Salvador points out that there have always been a handful of scientists who reject evolutionary theory. To which I reply, “So what?” Logic and set theory are cornerstones of mathematics, but you can have a nice long career in the field without knowing very much about either one. Saying that evolution is the cornerstone of biology does not mean that every biologist spends every moment of his working life thinking about deep evolutionary questions. Rejecting evolutionary theory will not prevent you, at least in principle, from discovering ineresting biological facts. But it will prevent you from making sense of those facts, and it will prevent you from putting those facts in any sort of larger context. And that is why no creationist has made any significant contribution to biology in the past century.
I would also point out something rather obvious. Browse through the biology journals in any university science library and you will find dozens that deal specifically with evolution. And the journals that don't mention evolution explicitly still invariably treat evolutionary questions. I have not looked at any statistics, but I suspect that academic book publishers put out far more books about evolution than on any other area of biology. The fact that every once in a while someone with a PhD, nearly always in some field of science not related to evolution in any way, will reject evolution has nothing to do with whether evolution is the cornerstone of modern biology. I need only look at what biologists do when they enter the laboratory to see that it is.
The remark about evolutionary theory being vaguely defined is precisely the sort of silly nonsense that gets scientists so irate when dealing with creationists. It sure seems to me that biologists know what mean when they talk about evolution, and the better informed creationists seem to know what they are railing against. Have you, uh, tried reading a book on the subject?
To seal the deal Salvador offers the following quote from biologist Lynn Margulis:
The practicing neo-Darwinists lack relevant knowledge in, for example, microbiology, cell biology, biochemistry, molecular biology, and cytoplasmic genetics. They avoid biochemical cytology and microbial ecology. This is comparable to attempting a critical analysis of Shakespeare's Elizabethan phraseology and idiomatic expression in Chinese, while ignoring the relevance of the English language!

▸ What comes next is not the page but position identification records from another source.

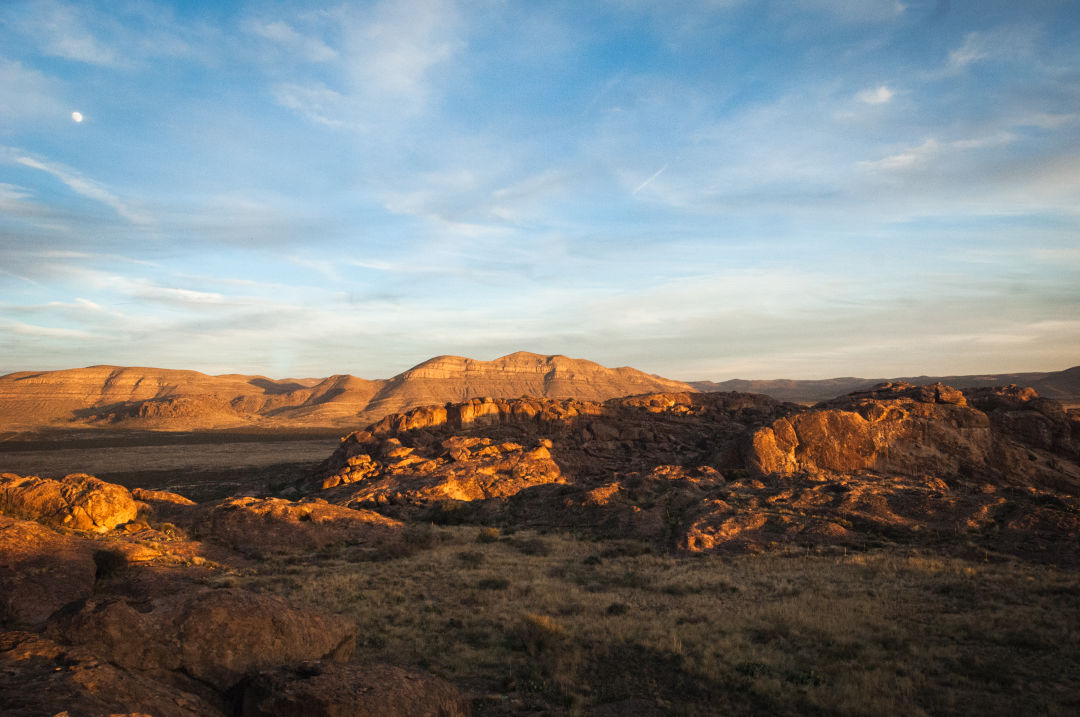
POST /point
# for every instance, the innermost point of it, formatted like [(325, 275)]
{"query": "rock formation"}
[(259, 527), (324, 689), (79, 501), (729, 471), (40, 571)]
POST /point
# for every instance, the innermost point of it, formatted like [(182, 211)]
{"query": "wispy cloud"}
[(85, 187), (905, 160), (61, 29), (48, 332), (27, 94), (878, 95), (297, 44)]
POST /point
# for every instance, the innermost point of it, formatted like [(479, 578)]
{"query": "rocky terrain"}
[(1061, 386), (349, 590)]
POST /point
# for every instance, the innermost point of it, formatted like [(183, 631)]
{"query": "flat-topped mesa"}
[(933, 393)]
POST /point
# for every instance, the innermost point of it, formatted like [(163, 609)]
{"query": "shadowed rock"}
[(79, 501), (265, 526), (40, 571), (321, 689)]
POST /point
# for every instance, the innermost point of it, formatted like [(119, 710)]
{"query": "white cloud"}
[(974, 49), (908, 159), (177, 296), (26, 93), (386, 62), (302, 45), (878, 95), (61, 30), (85, 187), (48, 332)]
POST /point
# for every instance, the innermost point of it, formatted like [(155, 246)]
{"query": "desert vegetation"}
[(556, 623)]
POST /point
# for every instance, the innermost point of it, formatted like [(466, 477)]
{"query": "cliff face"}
[(183, 400)]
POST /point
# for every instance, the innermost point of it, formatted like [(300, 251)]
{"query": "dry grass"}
[(551, 624)]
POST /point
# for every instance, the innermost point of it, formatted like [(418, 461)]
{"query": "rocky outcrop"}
[(215, 636), (894, 428), (321, 689), (78, 502), (1022, 415), (39, 676), (494, 448), (906, 430), (260, 527), (40, 571), (119, 396)]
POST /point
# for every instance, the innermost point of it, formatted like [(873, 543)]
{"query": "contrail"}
[(648, 181)]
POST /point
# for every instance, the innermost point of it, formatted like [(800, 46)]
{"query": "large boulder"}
[(265, 526), (216, 636), (39, 676), (40, 571), (321, 689), (79, 501)]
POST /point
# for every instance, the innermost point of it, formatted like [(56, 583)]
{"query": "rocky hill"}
[(181, 400), (733, 471), (117, 600)]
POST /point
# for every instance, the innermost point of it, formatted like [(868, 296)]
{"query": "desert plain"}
[(537, 536)]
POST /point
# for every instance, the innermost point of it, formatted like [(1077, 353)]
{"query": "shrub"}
[(538, 633), (487, 535)]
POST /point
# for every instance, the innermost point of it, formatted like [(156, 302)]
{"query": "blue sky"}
[(704, 190)]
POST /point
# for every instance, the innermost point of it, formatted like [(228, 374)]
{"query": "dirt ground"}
[(200, 465)]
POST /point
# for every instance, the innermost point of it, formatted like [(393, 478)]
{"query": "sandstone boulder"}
[(215, 636), (79, 501), (322, 689), (265, 526), (40, 571), (891, 429)]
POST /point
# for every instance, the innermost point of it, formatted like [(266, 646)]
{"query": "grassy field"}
[(552, 624)]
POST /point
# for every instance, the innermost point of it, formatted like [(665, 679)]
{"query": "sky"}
[(699, 189)]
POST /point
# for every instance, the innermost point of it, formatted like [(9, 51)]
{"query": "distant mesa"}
[(137, 397), (157, 398)]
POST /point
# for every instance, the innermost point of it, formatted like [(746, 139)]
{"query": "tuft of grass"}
[(878, 632), (488, 535), (109, 564)]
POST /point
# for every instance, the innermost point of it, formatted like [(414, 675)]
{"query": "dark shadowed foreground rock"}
[(216, 636), (79, 501), (40, 677), (266, 526), (321, 689), (40, 571)]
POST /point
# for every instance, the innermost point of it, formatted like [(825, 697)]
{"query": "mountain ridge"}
[(146, 397), (162, 398)]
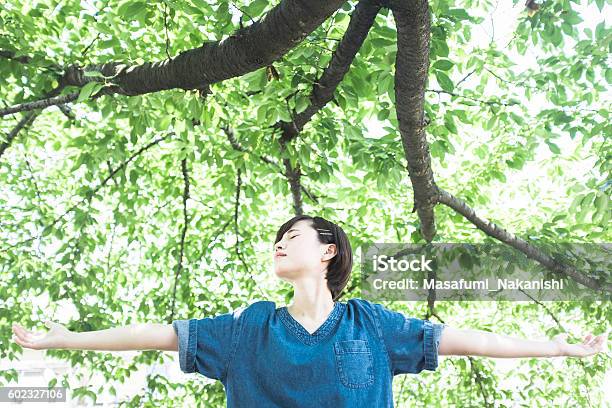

Now, Lynn Margulis is as hard-core a defender of evolution as you will find. Leaving aside, for the moment, the more florid aspects of this quote, what she is criticizing is the Neo-Darwinian interpretation of evolution, not evolution itself. Anyone familiar with Margulis' work knows that what she objects to is the overemphasis (in her view) of natural selection acting on small genetic variations. She believes that symbiosis is a more important mechanism of evolution than Neo-Darwinism acknowledges. She has done some fine work in this regard, though most scientists believe that while symbiolsis is certainly important, especially in the earliest stages of evolution, it is she who is overstating her case. Since symbiosis is yet another method by which biological complexity can increase through natural mechanisms, her work is one more blow against intelligent design.
As for the business about Neo-Darwinists simply ignoring vast swathes of biology, I'm afraid Ms. Margulis can go climb a tree. That statement is both false and obnoxious. The fact that she often makes such hyperbolic statements is a large part of the reason she finds it difficult to get other scientists to take her seriously anymore.
Reject evolutionary theory if you want to, but at least try to get an accurate picture of the role it plays in modern biology. And when pulling out dramatic quotes, take a moment first to understand the point the person was actually making.